MemoryX is a class of CXL-enabled memory expansion architectures unifying host and device memory spaces—including SSDs—under a coherent address pool, incorporating advanced policy engines for device-resident DRAM caches, and leveraging hardware–software co-design for efficiency. Recent implementations such as ICGMM (Chen et al., 2024), CXLMemUring (Yang, 2023), and SkyByte (Zhang et al., 18 Jan 2025) exemplify the technical diversity and evolution in this space, employing machine learning for cache management, asynchronous in-core support for parallel access, and context-sensitive OS/controller integration. The term “MemoryX” encapsulates this new generation of architectures: CXL-attached DRAM or SSD devices managed as near-seamless extensions of main memory, aiming to overcome the latency, bandwidth, and manageability barriers endemic to far-memory scaling.

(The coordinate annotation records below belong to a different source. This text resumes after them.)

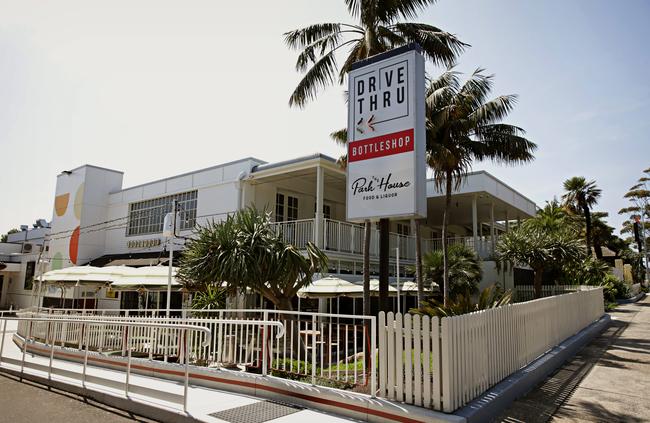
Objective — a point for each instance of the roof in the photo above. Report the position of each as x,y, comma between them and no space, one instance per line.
314,156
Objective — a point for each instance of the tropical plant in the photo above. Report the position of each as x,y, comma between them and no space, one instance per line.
464,125
210,297
589,271
465,270
540,248
3,237
580,197
379,27
490,297
243,251
555,216
614,288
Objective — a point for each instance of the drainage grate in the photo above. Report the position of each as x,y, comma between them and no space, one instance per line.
258,412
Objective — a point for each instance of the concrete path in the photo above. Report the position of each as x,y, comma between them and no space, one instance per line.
608,381
32,402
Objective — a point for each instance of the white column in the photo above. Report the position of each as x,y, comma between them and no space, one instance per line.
492,225
319,223
475,221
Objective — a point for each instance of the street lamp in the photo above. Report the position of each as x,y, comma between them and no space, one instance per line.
170,232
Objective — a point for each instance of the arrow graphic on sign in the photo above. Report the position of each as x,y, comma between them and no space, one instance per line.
369,124
359,123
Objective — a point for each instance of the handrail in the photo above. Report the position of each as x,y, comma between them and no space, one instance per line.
110,319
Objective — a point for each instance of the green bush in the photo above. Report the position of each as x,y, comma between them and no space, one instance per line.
614,288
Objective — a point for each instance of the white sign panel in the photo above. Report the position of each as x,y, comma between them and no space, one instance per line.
386,137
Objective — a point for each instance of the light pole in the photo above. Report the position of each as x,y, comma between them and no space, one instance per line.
399,308
171,235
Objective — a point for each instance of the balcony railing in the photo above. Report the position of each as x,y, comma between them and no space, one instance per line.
346,237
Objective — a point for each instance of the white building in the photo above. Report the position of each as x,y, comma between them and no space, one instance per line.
18,263
97,221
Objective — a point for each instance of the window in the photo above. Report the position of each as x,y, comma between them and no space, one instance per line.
29,275
292,208
327,211
279,207
147,217
403,229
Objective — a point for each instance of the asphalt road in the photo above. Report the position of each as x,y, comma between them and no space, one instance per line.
30,402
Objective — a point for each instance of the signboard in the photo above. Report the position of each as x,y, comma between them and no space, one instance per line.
386,137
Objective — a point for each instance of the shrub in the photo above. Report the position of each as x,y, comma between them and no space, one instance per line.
491,297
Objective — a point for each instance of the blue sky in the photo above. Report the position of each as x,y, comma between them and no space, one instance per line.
156,88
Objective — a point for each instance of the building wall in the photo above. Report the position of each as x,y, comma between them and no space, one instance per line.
218,193
14,292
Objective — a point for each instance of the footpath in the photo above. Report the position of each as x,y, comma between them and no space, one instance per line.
607,381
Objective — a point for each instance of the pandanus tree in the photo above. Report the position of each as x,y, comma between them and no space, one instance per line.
378,26
243,251
464,125
536,245
580,197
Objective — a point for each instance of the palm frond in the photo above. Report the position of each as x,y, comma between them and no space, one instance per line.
439,46
321,74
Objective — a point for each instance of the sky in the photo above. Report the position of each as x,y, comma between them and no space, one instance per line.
158,88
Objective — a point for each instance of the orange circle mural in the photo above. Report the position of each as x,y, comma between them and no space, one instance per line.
74,245
61,203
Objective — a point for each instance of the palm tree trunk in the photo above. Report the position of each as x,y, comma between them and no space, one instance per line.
418,263
537,281
445,258
588,227
384,255
366,268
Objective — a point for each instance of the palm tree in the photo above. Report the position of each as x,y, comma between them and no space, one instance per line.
465,270
580,196
540,248
463,125
243,252
378,28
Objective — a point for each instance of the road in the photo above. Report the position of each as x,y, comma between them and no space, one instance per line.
22,402
606,382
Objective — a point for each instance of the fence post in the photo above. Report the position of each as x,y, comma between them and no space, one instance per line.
265,329
187,371
49,374
85,338
4,330
25,340
128,363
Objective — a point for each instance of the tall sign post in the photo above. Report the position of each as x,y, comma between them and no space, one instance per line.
386,176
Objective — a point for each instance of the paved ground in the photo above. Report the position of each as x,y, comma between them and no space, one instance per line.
28,402
607,381
23,402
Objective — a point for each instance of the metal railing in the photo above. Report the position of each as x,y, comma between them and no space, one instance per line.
52,330
346,237
311,347
296,232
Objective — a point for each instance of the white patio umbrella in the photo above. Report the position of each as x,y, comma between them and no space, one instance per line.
149,278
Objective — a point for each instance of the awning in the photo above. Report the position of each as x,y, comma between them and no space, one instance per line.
138,262
150,278
9,267
117,277
78,275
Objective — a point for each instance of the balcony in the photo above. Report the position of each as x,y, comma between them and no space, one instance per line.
347,238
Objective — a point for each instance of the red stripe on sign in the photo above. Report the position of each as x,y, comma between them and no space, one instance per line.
384,145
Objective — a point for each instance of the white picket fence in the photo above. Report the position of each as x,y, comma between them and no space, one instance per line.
445,363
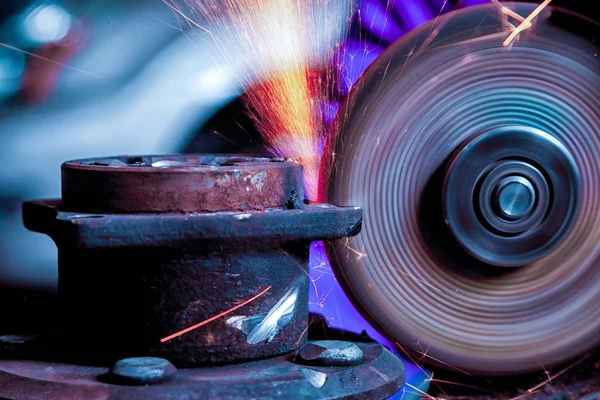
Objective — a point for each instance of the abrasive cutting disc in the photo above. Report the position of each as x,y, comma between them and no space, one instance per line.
478,169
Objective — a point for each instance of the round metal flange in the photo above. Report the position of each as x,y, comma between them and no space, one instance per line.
377,375
440,223
510,195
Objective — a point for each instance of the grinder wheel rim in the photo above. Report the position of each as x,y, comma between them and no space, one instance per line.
387,152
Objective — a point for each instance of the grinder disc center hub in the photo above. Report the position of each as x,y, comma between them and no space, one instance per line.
514,197
510,195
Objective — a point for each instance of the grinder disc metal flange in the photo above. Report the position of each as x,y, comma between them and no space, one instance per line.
478,169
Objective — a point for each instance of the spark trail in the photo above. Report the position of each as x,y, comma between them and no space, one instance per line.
275,47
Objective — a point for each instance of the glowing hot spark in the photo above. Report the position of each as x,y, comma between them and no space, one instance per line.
198,325
526,23
274,46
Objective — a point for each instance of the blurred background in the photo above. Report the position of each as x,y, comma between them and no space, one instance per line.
107,77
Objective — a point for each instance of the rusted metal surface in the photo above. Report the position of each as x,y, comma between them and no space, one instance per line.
380,375
128,280
181,184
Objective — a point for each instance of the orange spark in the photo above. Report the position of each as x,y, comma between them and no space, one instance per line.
526,23
191,328
278,44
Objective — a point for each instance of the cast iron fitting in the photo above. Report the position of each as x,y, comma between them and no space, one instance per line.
150,249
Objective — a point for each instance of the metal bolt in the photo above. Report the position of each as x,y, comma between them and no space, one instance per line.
331,353
142,370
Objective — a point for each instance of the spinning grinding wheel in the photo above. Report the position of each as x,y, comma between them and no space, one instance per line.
478,169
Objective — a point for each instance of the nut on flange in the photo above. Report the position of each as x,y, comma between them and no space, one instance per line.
148,249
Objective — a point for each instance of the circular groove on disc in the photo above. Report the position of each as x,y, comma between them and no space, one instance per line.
406,115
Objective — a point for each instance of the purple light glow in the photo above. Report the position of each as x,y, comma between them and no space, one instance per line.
327,298
376,25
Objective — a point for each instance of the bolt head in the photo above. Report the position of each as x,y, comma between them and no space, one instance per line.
331,353
142,370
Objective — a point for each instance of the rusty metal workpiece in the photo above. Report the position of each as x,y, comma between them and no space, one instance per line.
128,280
180,183
378,376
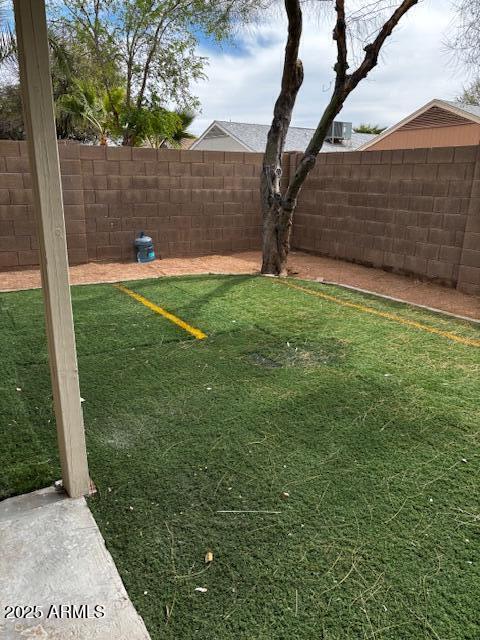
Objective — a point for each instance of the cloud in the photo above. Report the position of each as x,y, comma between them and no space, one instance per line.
243,85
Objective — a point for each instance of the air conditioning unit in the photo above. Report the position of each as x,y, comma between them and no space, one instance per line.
339,131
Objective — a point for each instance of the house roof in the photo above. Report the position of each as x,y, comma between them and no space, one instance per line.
460,109
254,137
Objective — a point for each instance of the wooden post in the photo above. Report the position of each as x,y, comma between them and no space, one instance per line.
36,84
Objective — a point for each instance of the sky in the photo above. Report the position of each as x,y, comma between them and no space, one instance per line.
244,77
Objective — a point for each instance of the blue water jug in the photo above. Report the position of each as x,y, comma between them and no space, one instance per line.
145,248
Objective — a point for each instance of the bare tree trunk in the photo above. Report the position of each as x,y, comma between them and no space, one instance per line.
278,209
276,226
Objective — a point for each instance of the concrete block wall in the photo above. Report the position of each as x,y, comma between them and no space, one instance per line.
409,211
18,236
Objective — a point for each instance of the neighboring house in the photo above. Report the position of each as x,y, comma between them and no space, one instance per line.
241,136
439,123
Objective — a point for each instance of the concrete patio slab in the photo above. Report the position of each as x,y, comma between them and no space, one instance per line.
54,565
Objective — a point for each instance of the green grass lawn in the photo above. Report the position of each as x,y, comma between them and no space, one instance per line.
372,428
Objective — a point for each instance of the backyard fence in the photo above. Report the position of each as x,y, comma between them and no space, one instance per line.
410,211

1. CXL-Based Memory Expansion Fundamentals

MemoryX systems exploit the Compute Express Link (CXL)—a cache-coherent protocol extending PCIe—presenting host DRAM, device DRAM, and SSD-backed memory as a unified address space. In the memory-expansion mode, host load/store instructions transparently access SSD-backed memory via CXL.mem. To mask the SSD’s inherent latency (e.g., 75 μs read, 900 μs write), device-side DRAM acts as a page-granularity cache. Host–device coherent pooling enables order-of-magnitude capacity gains relative to DRAM-only systems, though high-latency “far-memory” misses remain a primary challenge. Granularity mismatch arises: with host accesses at 64 B lines, but CXL/SSD transfer and device cache operating at 4 KB pages, leading to cache pollution and suboptimal hit rates (Chen et al., 2024, Zhang et al., 18 Jan 2025).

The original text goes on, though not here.